Bright light. At first, it’s the angry eye of the sun until it drops into a faint, flickering street light, a night sky swaying above. You are alone underneath that single spot, the rest of the world drenched in black.
Wasn’t it Mom who dropped you off late at night because you wanted to play at the park so badly? You whined and screamed and kicked and cried so she tugged you by the wrist, strapped you into the car seat, and let you wander in the dim light while she watched from a distance. She watched with a deep frown, the downward pull of her lips a sight you’ve always flinched at.

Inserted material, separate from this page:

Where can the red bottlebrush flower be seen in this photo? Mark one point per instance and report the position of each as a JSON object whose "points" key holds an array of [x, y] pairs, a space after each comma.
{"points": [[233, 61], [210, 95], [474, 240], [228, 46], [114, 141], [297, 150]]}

But here you are, searching for her.
Stepping forward, a wind shifts against the still night, the scenery wavering like fingers skimming water. Tilt your head back, eyes up at the sky. It’s starless yet there’s the blinking light of an airplane. It drifts against the clouds until it drops lower and lower, wings snapping like toothpicks, and then it’s diving headfirst into the ocean, orange plumes swarming its body until—
You’re standing in your childhood bedroom. The door is locked but the knob twitches, a golden star trembling as if it’s about to implode. It turns left then right. Right then left. It keeps rattling and rattling but you’ve put all your faith into that lock. You’re praying to it as if it’s a God. Will you still worship it if it snaps?
Step back, cower away. Mom has always been so kind but sometimes her mind loses its foundation and she’s screaming. Anger gets the best of her; it’s an emotion spawned from fear. You learned that ages ago, but you’re still wrapping your head around the fact that it’s always been you she’s feared.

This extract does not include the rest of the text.